Four Youth Honored for Contributions to Their Communities
Innovations in Community Development Youth Awards
(Atlanta, GA) -- NeighborWorks® America announced the first Innovations in Community Development Youth Awards, honoring four young citizens from across the nation who have dedicated their time, energy, and unique talents to improving their communities. The awards will be presented Wednesday, February 22, at the NeighborWorks symposium, “Youth Matters: New Voices Energizing Community Development,” in Atlanta, Georgia.
The awards cover four leadership categories — academic setting, team building and collaborations, policy and advocacy, and environmental efforts and disaster rebuild. The four winners are: Rudolfo Reyes of Houston, Texas; Alex Schneider of Boise, Idaho; Tyler Bacon of Jacksonville, Florida; and Yorri Berry of New Orleans, Louisiana.
“As adult community leaders, we’ve become too accustomed to talking at youth, rather than with them. The four award winners honored this week remind us that youth are taking responsibility for their neighborhoods and making vital community decisions,” said NeighborWorks America southern district director Don Phoenix. “These examples demonstrate that when we give young people the power and the means to express themselves publicly on vital issues that affect them, we not only build confidence and develop youth potential, the entire community benefits from youth contributions.”
Rudolfo Reyes, Houston, Texas
As the student representative on his community’s Sharing Decision Making Committee Rudolfo Reyes — a senior at Jefferson Davis High School in Houston, TX — carries an immense responsibility to both represent youth and advocate for their needs. The Committee includes the principal and a parent from Jefferson Davis High School, a business representative, the police department’s community liaison, and the Northside Weed and Seed liaison.

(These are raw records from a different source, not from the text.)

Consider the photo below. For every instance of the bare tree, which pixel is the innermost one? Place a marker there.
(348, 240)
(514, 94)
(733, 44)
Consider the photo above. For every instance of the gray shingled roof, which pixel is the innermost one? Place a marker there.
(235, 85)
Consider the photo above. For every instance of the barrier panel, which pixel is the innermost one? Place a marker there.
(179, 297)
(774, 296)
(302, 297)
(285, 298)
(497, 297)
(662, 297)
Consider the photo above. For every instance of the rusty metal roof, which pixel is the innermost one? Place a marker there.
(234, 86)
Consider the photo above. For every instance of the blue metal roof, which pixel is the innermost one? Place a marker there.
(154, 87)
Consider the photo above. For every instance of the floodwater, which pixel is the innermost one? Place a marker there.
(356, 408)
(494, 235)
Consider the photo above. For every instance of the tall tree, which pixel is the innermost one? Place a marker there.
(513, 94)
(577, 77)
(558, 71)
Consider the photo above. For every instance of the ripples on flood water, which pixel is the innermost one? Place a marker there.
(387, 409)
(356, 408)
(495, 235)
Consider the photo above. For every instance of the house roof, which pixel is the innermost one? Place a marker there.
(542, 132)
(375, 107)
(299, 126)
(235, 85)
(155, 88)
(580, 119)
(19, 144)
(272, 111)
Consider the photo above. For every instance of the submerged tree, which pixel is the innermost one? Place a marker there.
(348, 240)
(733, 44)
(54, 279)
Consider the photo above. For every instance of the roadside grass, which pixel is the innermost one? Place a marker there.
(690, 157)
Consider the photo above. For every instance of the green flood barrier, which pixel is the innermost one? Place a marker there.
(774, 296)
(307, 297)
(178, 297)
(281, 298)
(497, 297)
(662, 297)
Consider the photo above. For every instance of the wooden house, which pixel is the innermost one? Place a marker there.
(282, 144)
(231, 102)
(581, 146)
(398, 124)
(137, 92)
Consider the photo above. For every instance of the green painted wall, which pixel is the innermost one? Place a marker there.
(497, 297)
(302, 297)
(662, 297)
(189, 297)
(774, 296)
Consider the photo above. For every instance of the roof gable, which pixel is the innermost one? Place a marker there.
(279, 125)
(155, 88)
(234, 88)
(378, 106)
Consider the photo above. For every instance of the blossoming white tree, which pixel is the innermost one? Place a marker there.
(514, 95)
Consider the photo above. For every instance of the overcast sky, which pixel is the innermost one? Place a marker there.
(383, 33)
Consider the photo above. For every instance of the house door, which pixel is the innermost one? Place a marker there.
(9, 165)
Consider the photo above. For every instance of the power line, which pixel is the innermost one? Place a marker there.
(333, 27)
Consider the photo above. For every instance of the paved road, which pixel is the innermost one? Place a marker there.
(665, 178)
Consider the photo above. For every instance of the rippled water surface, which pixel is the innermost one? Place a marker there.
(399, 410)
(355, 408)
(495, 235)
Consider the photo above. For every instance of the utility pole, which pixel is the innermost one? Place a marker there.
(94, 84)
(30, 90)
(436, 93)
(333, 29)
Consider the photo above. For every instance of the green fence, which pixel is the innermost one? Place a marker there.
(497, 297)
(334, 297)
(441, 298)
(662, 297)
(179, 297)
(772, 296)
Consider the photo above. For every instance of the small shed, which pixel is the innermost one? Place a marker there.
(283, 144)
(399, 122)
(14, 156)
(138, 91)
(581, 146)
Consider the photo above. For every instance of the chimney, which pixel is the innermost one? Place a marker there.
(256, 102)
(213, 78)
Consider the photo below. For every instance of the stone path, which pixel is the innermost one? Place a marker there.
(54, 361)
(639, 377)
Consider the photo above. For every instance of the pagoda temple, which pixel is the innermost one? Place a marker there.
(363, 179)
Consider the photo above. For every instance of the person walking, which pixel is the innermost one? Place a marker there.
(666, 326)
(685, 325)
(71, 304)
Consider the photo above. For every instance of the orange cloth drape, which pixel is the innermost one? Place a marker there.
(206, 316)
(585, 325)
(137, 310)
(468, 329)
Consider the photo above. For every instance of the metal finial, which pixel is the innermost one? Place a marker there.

One of the committee’s newest projects is to establish a juvenile court at the neighborhood library to improve family participation. Parents have not been able to attend downtown court dates, because they work long hours and do not have cars. A court location at the library would make attendance easier.
With Reyes’s input, the Shared Decision Making Committee is able to understand the complex issues facing the neighborhood, to inform youth about community programs and issues, and to have a high rate of student participation in community programs and events.
Alex Schneider, Boise, Idaho
When Alex Schneider — an eighth grader at Riverglen Junior High in Boise, Idaho — realized that homeless families with children in transitional housing did not have computers, he set out to get them. Working at NeighborWorks organization NHS Inc. of Boise’s Homeward Bound program he saw children at-risk of falling behind without basic computer literacy. To date, Schneider has obtained 15 computers with current operating systems, and is working with local businesses to get software.
Schneider is also preparing a curriculum to help the kids learn computer skills, and has permission from his teacher to use his school’s computer lab for training. He plans to conduct the classes himself, with supervision, because he feels the kids will learn better from someone their own age.
Schneider is expanding the program to include kids in the NeighborWorks organization’s rental housing communities. Two computers will be placed in each apartment community room, and seven will be given to Homeward Bound families. He plans to encourage his students to teach their computer skills to their parents, too — as a way to help break the cycle of poverty.
Tyler Bacon, Jacksonville, Florida
With firsthand experience in the foster care system, Tyler Bacon of Jacksonville, Florida, has focused on improving the foster care system since he was 17. Serving on several youth and adult boards, Bacon has raised awareness and sparked significant improvements. For example, after listening to Bacon, Volunteer Jacksonville took on the remodeling of a group home for younger kids who first enter the system. They repainted the walls, and fixed and repainted the playground set. They bought new furniture and put it together. They also did the lawn, and made the home safer and more welcoming. Bacon also sits on a committee that is currently developing a national peer-mentoring program for foster youth.
Bacon was recently voted vice president of the National Foster Youth Advisory Council, which advocates for change and awareness of the system in the United States.
Yorri Berry, New Orleans, Louisiana
Yorri Berry is a hurricane-displaced Loyola University senior attending Spelman College in Atlanta. She walked into a new city and a new school with top priorities to stay on-track for graduation and continue serving whatever community surrounded her. Berry set out to raise campus awareness about the political, economic, and health issues left in the wake of hurricane destruction. She was voted into the Spelman Student Government Association Advisory Board, where she became the university’s Hurricane Relief Coordinator.
Berry volunteered at the Hosea Williams Foundation and helped forge an alliance of the three schools in the Atlanta University Center to help those affected by the disaster. She spoke to hundreds of students at an Hurricane Awareness forum designed to raise awareness about the needs of hurricane survivors. Berry’s work also included coordinating a Basket Auction fundraiser, featuring donations from groups campus-wide, to help promote unity and awareness, and an Adopt-a-Family Campaign, as another outlet for student involvement.